Hannover / Staatsoper Hannover (April 2021) Brittens „The Turn of the Screw“ in dichter Filmkunst
Kann man die Spaltung einer Persönlichkeit, also eine schizophrene Symptomatik zum Thema eines Bühnenstückes machen? Benjamin Britten ist das mit seiner faszinierenden Oper „The Turn of the Screw“ gelungen. Seit der Uraufführung 1954 in Venedig fordert dieses finstere Psychodrama die Opernhäuser der Welt heraus. Jetzt hat sich die Staatsoper Hannover dieser Aufgabe gestellt. Und auf breiter Front gewonnen. Die aktuellen Corona-Bedingungen forderten eine Streaming-Version. Klug die Entscheidung, mit den erfahrenen Video-Machern der Firmen BFMI und OTB zusammen zu arbeiten. Das garantiert eine überzeugende, fernsehgerechte Umsetzung der Opernproduktion. Und die geht unter die Haut.
Dafür sind zuerst die gesanglichen und darstellerischen Meisterleistungen des Gesangsensembles verantwortlich. Allen voran Sarah Brady in der Hauptrolle der immer mehr von psychotischen Obsessionen befallenen Gouvernante. Stimme und Schauspiel lässt sie von wunderbar durchsichtigem Piano bis hin zur großen dramatischen Geste zur Einheit verschmelzen. Erschreckend glaubwürdig gestaltet sie die Entwicklung der anfänglich zugewandt agierenden Erzieherin zur immer mehr vom Wahnsinn heimgesuchten Psychopatin, inklusive sexueller Obsession. Diese Gouvernante möchte man am Ende direkt bei der psychiatrischen Notaufnahme abliefern. Monika Walerowicz als Hausdame und Barno Ismatullaeva als herumgeisternde Miss Jessel sind ebenfalls herrlich singende Darstellerinnen auf Augenhöhe. Weronika Rabek wirkt in der Rolle des Mädchens Flora zwar zu erwachsen. Gleichwohl ist es für die junge Sängerin eine gut absolvierte Bewährungsprobe. Zu den stimmlichen Highlights werden die geisterhaften Erscheinungen des ehemaligen Hausdieners Quint, meistens aus dem Off gesungen. Dafür engagierte Hannover den hinreißend singenden südafrikanischen Tenor Sunnyboy Dladla. Schwingen in seiner Darstellung nicht Erinnerungen an Brittens Lebensgefährten Peter Pears mit, für dessen einzigartige Stimme Britten die Rolle des Mr. Quint einst entworfen hatte? Beklemmend überzeugend auch, wie Jakob Geppert den von der Gouvernante immer mehr in die Enge getriebenen Knaben Miles gestaltet.

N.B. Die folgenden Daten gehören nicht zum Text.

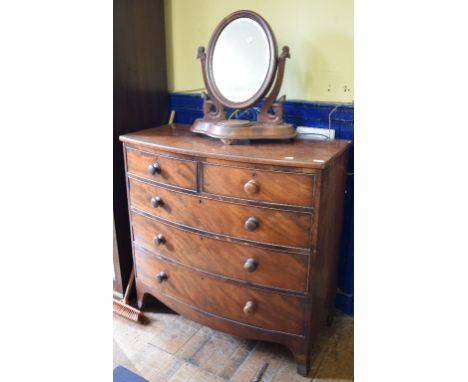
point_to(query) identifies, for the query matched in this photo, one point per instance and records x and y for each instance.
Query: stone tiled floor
(171, 348)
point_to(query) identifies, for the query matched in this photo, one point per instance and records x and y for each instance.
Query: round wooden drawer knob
(162, 276)
(159, 239)
(154, 168)
(251, 224)
(156, 202)
(249, 308)
(250, 265)
(251, 187)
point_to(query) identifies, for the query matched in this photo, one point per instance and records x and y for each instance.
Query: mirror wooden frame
(269, 125)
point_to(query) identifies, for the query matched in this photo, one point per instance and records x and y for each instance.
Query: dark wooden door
(140, 96)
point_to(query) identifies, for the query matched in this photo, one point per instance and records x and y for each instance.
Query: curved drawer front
(177, 172)
(252, 223)
(242, 262)
(266, 186)
(263, 309)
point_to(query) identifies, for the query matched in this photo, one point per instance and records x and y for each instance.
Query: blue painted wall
(188, 107)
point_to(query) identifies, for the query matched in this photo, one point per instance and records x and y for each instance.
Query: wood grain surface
(267, 186)
(179, 139)
(221, 217)
(220, 297)
(274, 268)
(177, 172)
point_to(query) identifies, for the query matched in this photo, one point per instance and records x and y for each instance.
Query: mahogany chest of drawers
(242, 238)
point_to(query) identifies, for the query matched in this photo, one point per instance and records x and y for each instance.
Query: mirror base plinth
(230, 132)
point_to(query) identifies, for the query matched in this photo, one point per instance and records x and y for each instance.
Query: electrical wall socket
(315, 133)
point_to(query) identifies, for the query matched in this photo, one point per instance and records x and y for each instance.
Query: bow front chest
(242, 238)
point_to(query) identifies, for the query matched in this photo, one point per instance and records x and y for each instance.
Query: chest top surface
(299, 153)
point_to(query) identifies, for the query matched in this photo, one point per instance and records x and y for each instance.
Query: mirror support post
(277, 117)
(209, 102)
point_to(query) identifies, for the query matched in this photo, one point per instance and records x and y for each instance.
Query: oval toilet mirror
(240, 66)
(241, 60)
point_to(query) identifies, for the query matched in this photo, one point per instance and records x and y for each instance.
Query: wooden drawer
(273, 226)
(266, 186)
(174, 171)
(223, 298)
(238, 261)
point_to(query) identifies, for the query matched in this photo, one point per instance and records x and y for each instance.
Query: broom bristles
(127, 311)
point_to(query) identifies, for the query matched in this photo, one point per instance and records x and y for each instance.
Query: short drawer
(242, 262)
(217, 296)
(247, 222)
(266, 186)
(174, 171)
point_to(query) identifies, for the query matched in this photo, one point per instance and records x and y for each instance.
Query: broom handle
(129, 286)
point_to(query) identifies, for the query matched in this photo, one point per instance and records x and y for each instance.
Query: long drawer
(259, 308)
(248, 222)
(177, 172)
(243, 262)
(266, 186)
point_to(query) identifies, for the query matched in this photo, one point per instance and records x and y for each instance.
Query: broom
(122, 308)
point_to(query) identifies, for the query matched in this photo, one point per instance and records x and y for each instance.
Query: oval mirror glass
(243, 61)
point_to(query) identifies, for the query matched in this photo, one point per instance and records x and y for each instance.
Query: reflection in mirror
(241, 60)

Die ganze Inszenierung spiegelt wider, dass Britten seine 16 Szenenfolgen ursprünglich für eine filmische Umsetzung gedacht hatte. Das passt natürlich bestens zu den Anforderungen einer Streaming-Produktion. Das Kreativteam mit Immo Karaman (Regie), Thilo Ullrich (Bühne), Fabian Posca (Kostüme und Bewegungscoaching), Susanne Reinhardt (Licht) und Philipp Contag-Lada (Video) stellt das Geschehen in ein komplett schwarz-weiß gehaltenes Ambiente. Das minimalistisch gehaltene Bühnenbild verändert sich ständig szenengerecht per Videoprojektionen. Die so entstehenden, an Bauhaus-Ästhetik erinnernden Formen geben Rahmen und Hintergrund für die dicht konzentrierte Personenführung.

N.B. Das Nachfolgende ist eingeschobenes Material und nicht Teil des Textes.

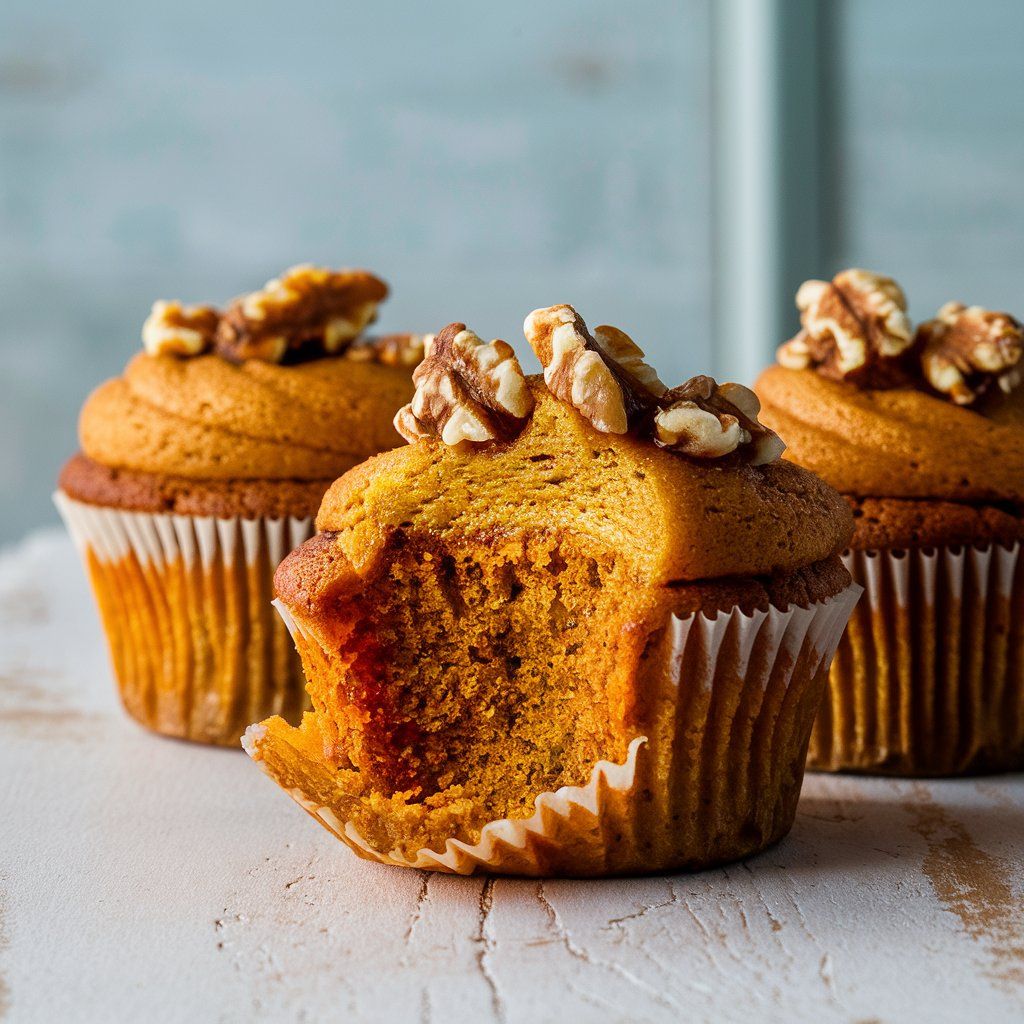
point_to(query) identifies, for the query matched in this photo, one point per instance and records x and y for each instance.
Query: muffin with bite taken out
(581, 625)
(203, 465)
(923, 431)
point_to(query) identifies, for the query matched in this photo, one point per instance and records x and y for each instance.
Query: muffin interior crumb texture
(498, 640)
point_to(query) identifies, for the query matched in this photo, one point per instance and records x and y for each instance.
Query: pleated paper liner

Die kleine Besetzung des Niedersächsischen Staatsorchesters Hannover schafft unter der sensibel mit der Bühne kommunizierenden Leitung seines Chefs Stephan Zilias mit durchsichtigem Klang kammermusikalische Höhepunkte, kann dabei aber auch zu rauschend-leidenschaftlichem Großklang hochfahren. Am Schluss anhaltenden Beifall und viele Vorhänge. Studiofake oder doch etwas Publikum im Saal? Egal. Verdient war das auf jeden Fall.
Claus-Ulrich Heinke
„The Turn of the Screw“ (1954) // Oper von Benjamin Britten
Die Inszenierung ist als Stream wieder am 15. Mai 2021 um 19.30 Uhr über die Website des Theaters verfügbar.